Rzeczniczka Harris, Symone Sanders zaznaczyła, że wiceprezydent „pojedzie do Singapuru i Wietnamu, aby wzmocnić relacje i rozszerzyć współpracę gospodarczą z dwoma krytycznymi partnerami dla Stanów Zjednoczonych w regionie Indo-Pacyfiku”.
Harris „zaangażuje przywódców obu rządów w kwestie będące przedmiotem wspólnego zainteresowania, w tym bezpieczeństwo regionalne, globalną reakcję na pandemię Covid-19, zmiany klimatu i nasze wspólne wysiłki na rzecz promowania międzynarodowego porządku opartego na zasadach” – dodała Sanders.
Harris będzie również „potwierdzać i celebrować silne więzi kulturowe i międzyludzkie między Stanami Zjednoczonymi a tymi krajami”.
Zastępczyni Bidena będzie też pierwszym wiceprezydentem, który kiedykolwiek odwiedził Wietnam.
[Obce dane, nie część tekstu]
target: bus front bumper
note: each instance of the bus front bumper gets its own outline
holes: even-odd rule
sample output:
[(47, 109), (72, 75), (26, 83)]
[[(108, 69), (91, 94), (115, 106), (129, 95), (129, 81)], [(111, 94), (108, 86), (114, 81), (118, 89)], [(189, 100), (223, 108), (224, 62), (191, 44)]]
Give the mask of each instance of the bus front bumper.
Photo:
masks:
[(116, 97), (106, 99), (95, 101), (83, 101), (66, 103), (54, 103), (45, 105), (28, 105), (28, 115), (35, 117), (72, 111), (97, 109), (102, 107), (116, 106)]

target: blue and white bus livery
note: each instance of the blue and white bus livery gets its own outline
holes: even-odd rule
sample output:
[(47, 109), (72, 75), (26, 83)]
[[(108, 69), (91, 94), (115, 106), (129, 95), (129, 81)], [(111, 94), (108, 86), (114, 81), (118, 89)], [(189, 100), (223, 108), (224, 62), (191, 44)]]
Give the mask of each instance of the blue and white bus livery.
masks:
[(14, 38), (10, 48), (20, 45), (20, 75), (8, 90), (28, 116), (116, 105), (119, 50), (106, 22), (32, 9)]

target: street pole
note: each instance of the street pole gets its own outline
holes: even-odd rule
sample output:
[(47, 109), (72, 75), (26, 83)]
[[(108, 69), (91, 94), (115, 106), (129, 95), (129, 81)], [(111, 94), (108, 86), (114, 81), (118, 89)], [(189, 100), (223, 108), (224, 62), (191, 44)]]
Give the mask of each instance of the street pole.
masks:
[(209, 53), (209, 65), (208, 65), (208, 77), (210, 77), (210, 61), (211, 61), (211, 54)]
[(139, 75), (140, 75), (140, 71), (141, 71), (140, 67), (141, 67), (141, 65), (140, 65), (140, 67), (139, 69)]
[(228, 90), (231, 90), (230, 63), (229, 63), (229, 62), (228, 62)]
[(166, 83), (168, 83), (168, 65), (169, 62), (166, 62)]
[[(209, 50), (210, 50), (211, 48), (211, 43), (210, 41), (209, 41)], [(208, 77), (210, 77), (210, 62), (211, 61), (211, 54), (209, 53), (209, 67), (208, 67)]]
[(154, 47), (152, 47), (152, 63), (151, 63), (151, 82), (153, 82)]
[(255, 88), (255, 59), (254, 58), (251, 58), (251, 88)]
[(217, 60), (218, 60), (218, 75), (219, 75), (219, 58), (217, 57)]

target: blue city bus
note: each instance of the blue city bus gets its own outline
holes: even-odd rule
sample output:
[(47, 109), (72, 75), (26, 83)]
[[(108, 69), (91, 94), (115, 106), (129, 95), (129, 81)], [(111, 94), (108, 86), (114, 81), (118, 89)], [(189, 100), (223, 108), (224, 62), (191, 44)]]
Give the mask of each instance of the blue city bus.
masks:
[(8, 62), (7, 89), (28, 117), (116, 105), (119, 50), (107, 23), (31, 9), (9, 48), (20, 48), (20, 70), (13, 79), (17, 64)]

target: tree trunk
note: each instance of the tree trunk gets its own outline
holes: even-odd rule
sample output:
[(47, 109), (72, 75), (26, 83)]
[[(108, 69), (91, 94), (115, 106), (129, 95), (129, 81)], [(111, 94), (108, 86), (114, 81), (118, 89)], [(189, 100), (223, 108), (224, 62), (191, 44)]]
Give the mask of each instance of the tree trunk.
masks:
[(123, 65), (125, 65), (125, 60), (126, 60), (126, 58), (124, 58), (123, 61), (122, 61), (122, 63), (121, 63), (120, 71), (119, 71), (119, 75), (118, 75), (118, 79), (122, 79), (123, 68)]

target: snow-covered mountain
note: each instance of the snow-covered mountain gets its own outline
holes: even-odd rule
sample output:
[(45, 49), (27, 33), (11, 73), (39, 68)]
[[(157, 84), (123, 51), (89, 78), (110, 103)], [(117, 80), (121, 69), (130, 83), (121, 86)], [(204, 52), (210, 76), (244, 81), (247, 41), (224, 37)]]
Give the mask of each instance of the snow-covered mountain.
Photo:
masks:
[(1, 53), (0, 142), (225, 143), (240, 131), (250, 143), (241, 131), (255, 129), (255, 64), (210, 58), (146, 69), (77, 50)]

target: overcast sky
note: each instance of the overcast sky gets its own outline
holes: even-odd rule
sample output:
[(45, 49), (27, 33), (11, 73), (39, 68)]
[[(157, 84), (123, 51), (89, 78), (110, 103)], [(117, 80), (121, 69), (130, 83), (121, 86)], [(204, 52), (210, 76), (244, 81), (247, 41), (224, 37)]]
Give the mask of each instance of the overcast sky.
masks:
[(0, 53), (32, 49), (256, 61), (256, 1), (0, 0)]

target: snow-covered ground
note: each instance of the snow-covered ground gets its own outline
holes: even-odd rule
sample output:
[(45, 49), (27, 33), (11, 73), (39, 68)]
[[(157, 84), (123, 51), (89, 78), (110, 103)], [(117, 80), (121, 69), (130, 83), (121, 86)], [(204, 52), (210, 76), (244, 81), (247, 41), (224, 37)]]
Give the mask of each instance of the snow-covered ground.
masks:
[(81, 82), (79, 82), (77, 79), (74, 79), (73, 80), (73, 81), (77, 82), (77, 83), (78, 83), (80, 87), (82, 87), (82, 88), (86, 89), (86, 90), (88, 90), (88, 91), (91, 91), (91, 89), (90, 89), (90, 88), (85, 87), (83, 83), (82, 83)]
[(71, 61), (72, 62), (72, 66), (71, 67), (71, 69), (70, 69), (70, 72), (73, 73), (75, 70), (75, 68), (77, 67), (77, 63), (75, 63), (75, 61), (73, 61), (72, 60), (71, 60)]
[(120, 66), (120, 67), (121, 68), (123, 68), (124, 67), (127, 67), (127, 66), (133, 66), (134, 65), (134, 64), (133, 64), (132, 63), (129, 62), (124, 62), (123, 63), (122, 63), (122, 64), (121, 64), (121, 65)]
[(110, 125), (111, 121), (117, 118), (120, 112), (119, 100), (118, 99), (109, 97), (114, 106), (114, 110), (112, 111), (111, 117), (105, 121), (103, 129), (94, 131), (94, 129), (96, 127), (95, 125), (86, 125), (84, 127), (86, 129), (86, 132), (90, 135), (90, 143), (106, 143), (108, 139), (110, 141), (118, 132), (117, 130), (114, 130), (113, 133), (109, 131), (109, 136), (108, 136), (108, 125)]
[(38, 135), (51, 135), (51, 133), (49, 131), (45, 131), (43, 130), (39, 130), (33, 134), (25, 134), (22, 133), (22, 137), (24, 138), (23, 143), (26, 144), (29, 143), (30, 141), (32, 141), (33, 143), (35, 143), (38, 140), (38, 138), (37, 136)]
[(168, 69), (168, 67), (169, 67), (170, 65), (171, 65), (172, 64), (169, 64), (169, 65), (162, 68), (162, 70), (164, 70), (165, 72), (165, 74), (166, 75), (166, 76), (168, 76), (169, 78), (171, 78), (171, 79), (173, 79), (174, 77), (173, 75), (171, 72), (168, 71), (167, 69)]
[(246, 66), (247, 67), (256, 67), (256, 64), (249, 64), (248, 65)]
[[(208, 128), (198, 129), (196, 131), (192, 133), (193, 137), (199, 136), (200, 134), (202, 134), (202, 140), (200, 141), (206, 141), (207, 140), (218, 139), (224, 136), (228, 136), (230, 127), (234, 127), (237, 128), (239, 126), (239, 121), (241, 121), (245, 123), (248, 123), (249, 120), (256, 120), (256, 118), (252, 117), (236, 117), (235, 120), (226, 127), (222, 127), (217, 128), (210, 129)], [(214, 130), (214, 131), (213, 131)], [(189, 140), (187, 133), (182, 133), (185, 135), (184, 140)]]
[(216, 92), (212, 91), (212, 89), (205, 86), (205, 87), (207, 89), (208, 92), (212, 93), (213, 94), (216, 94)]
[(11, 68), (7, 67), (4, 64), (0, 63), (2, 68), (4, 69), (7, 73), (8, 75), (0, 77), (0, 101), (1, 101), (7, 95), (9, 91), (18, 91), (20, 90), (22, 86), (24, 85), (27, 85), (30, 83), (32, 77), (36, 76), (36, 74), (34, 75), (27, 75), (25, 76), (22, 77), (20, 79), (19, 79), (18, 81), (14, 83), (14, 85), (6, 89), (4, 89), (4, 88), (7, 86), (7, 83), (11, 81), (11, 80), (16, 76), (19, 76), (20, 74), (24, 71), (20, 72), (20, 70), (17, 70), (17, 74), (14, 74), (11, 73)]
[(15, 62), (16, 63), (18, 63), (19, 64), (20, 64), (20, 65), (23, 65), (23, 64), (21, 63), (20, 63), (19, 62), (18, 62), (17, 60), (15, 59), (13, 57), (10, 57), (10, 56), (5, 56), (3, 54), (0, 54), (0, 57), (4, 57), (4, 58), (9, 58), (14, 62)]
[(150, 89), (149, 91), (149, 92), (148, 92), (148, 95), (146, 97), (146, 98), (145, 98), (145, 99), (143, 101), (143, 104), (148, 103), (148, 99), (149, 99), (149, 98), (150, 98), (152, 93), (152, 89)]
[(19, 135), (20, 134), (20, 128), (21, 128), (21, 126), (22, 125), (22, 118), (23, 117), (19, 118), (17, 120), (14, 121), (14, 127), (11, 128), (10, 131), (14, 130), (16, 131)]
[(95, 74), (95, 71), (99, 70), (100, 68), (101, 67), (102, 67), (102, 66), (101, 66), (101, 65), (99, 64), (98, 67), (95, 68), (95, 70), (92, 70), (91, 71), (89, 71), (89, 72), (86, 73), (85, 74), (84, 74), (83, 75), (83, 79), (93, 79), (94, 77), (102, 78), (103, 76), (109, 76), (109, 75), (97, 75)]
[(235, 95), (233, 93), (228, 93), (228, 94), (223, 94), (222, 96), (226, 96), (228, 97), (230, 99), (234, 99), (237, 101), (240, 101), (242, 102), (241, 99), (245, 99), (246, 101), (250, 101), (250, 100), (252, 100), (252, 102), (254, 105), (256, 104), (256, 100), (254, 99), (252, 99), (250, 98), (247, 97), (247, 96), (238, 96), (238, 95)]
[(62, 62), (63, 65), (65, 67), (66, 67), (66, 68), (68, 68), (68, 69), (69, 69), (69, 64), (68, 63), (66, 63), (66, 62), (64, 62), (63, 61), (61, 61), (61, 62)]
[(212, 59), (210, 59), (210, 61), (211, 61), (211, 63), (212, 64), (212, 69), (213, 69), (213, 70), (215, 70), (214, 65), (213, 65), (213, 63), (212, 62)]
Ekipa Bidena jest obwiniana za obecny kryzys migracyjny w związku z retoryką kampanii wyborczej o przyjmowaniu osób ubiegających się o azyl i przyjętymi ustawami, które mają zalegalizować większość nielegalnych imigrantów.
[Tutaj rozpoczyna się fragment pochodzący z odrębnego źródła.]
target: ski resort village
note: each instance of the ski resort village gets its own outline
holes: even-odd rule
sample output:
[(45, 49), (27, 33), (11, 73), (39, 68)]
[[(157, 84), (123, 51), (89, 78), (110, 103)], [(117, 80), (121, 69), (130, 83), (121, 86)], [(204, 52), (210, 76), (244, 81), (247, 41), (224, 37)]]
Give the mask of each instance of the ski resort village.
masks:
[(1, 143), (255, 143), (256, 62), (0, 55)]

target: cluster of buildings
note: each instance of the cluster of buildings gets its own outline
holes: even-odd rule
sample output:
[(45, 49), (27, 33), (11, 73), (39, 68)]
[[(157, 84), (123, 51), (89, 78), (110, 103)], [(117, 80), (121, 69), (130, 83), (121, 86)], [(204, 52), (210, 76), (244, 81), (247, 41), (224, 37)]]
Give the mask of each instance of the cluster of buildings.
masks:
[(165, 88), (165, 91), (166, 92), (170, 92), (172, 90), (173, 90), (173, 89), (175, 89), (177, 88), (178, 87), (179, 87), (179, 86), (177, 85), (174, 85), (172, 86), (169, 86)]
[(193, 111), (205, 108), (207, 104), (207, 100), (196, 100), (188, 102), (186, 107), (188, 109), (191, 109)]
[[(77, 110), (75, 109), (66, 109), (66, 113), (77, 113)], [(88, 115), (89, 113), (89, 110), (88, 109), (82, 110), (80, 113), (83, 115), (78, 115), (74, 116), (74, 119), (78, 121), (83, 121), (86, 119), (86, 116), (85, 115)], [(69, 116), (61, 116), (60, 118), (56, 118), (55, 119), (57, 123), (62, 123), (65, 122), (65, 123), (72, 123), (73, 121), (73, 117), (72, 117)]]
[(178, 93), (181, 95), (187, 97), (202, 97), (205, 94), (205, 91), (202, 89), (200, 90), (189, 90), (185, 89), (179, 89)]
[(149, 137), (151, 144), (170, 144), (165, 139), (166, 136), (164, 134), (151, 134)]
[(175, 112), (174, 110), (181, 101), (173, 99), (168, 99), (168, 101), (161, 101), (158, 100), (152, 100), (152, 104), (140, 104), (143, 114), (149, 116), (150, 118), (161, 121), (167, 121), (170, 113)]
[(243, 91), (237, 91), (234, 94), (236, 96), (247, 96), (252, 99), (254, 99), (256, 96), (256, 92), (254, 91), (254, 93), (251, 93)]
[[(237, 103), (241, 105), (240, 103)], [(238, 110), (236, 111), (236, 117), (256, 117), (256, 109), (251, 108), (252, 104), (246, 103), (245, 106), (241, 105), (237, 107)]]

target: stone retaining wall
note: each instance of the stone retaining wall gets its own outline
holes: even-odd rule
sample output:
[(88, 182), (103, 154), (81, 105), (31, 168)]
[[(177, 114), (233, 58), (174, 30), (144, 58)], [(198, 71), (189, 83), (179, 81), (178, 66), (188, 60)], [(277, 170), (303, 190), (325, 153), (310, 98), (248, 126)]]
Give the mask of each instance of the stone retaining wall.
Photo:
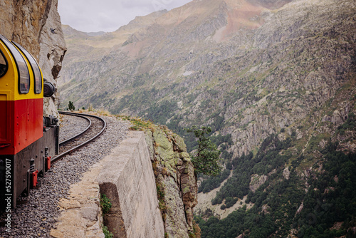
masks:
[(53, 237), (104, 237), (100, 193), (111, 199), (105, 216), (114, 237), (164, 237), (156, 184), (142, 132), (130, 132), (112, 152), (72, 186), (70, 200), (62, 199), (62, 212)]

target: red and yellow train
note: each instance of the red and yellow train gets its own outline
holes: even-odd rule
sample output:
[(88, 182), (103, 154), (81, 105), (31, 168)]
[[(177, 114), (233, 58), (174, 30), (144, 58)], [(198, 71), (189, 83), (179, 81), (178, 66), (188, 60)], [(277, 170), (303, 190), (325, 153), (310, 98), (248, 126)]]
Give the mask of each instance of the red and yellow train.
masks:
[(14, 207), (58, 154), (58, 120), (43, 117), (43, 96), (55, 88), (43, 82), (35, 58), (0, 34), (0, 207)]

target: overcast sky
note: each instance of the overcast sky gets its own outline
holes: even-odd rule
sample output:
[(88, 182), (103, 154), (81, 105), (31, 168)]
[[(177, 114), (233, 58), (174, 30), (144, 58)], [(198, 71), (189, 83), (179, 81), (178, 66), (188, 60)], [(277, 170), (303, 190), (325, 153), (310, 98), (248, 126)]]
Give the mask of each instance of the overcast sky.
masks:
[(135, 16), (183, 6), (192, 0), (58, 0), (63, 24), (85, 32), (114, 31)]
Prezydent Joe Biden, podobnie jak rzecznik Białego Domu twierdzi, że gwałtowny wzrost nielegalnych przybyszy jest „sezonowy” i wynika ze stłumionego napływu w 2020 roku podczas szczytu pandemii.
Administracja dodała, że niektórzy ludzie byli wielokrotnie zatrzymywani po wydaleniu z USA na podstawie specjalnych przepisów covidowych.